Mind that, if the spark gap fires regularly, it'll sap voltage from the coil and likely cause misfires.
What's D4 for? D5 will conduct in the forward direction as well, and the LED won't mind a volt or two in reverse.
If you have 12V available, have you considered this circuit?
- Remove SPARK_GAP
- Connect 1kV diode (ES1J say?) in series with X1-1 (pointing left)
- Connect pullup from +12V to left of R7
- Move D5 to the left side of R7
- Add capacitor from R7 to GND (left and/or right side) as needed for filtering
- Adjust R7 value, and replace D4 with a resistor
- Remove OK1; clamp diodes and resistor dividers will suffice to get a clean logic level.

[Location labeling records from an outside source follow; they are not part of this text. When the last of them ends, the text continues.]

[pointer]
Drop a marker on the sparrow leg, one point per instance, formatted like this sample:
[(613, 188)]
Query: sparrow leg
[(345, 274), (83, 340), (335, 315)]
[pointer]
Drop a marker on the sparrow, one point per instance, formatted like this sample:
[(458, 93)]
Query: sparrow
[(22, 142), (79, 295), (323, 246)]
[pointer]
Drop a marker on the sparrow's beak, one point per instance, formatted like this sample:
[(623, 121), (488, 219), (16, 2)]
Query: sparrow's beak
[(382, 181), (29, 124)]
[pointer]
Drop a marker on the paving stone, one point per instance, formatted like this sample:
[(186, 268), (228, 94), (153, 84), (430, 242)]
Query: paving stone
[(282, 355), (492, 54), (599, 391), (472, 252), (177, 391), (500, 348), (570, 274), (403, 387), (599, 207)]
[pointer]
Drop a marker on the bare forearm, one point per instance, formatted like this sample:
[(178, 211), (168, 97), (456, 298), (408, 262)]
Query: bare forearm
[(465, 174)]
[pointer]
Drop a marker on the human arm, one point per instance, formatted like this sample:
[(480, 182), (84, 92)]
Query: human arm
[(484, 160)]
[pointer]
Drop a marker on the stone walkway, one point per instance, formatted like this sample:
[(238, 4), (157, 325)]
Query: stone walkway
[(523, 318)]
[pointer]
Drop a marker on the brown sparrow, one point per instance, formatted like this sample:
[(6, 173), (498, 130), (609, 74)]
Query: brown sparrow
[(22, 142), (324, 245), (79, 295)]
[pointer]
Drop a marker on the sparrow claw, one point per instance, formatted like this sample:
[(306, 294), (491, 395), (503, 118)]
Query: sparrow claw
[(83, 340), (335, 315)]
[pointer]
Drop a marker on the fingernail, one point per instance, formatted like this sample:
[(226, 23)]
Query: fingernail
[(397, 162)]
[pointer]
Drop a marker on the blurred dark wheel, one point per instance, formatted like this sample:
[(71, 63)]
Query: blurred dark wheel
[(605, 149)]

Assuming the ignition coil is wired as normal, i.e., one side to +12V (or a current limiting resistor), other side to points or ECU output switch, to ground.
If it's ground referenced instead (switched to +12V), flip the input diode, and move the pull-up from +12V to GND (pulling down).
Note that ignition is timed to turn-off, coincident with the voltage spike. I suppose you could just as well use a large value resistor divider to sense this directly -- with say a 100kohm resistor, a few hundred volts is only a few mA, easily clamped with diodes.